Frau Fauvel fand zwar, daß das keine Antwort auf ihre Bemerkung war, doch sagte sie darüber nichts, sondern streckte die Hand nach der Klingel aus.

»Sie werden begreifen, Herr Marquis, daß ich eine Unterredung abbreche, die ich überhaupt nur in der Absicht zuließ, um Ihnen den Familienschmuck einzuhändigen.«

»Gut, ich gehe, aber ich bitte Sie, gnädige Frau, die letzten Worte, die mir mein Bruder auf dem Totenbette sorgte, zu beherzigen: Wenn Valentine sich weigern sollte, die Zukunft Raouls zu sichern, dann befehle ich dir, sie dazu zu zwingen. Ich habe geschworen und – bei meiner Ehre – ich werde den Schwur halten!«

Damit verbeugte er sich und ging.

Es war die höchste Zeit. Frau Fauvel hatte kaum mehr die Kraft, sich aufrecht zu halten, und als sie sich endlich allein sah, brach sie zusammen.

Ihre Verzweiflung war fürchterlich; ihre schlimmsten Befürchtungen waren zur Wirklichkeit geworden, der Abgrund tat sich vor ihr auf und ach, die ihr die liebsten waren, sollten mit ihr ins Verderben gerissen werden, und büßen, was sie nicht verschuldet!

Nur Gott allein konnte sie retten und im inbrünstigen Gebete flehte sie um Erbarmen für ihren guten Mann, für ihre unschuldigen Kinder.

Ach, für sie gab es keine Hoffnung mehr, Clameran würde wiederkommen – was dann?

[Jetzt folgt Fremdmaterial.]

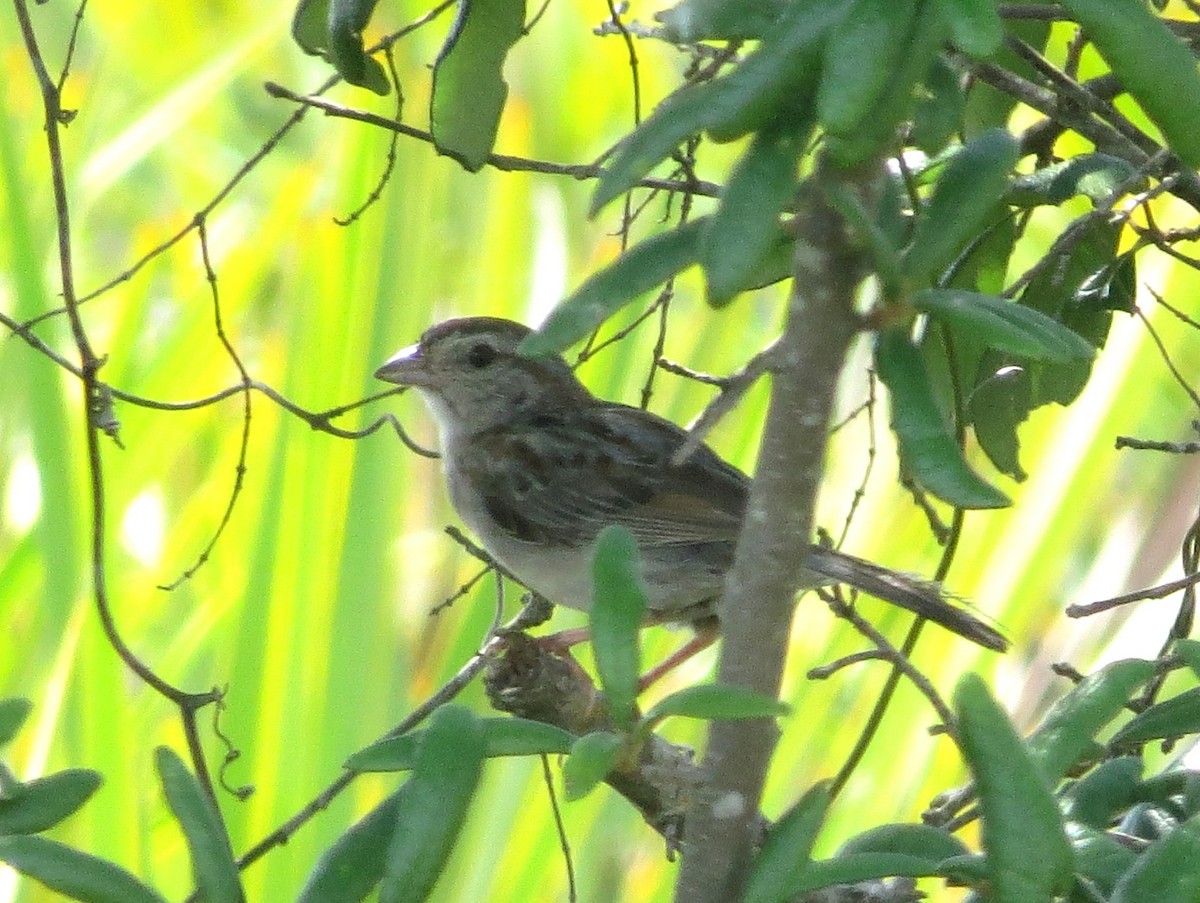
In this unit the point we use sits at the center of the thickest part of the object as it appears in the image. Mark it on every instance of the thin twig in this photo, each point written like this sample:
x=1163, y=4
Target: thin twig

Sie erschauderte bei dem Gedanken.

Freilich, den armen verlassenen Knaben hätte sie gerne dem Elend entrissen, aber konnte, durfte sie Clamerans Vermittlung annehmen?

Der Mann flößte ihr Widerwillen, Mißtrauen ein. Seine Erzählung war lückenhaft und unwahrscheinlich. Warum hatte Gaston, wenn er in Paris gewesen und mittellos war, nicht den Schmuck von ihr zurückgefordert, wenn schon nicht für sich, so doch für das Kind, und warum hat er sich nicht selbst an sie gewendet, warum hatte er erst auf dem Totenbette ihrer gedacht?

Nein, Louis von Clameran war nicht vertrauenswürdig und – das fühlte sie deutlich – ein einzig unbedachter Schritt würde sie ganz in seine Hände geben, sie ihm für immer ausliefern.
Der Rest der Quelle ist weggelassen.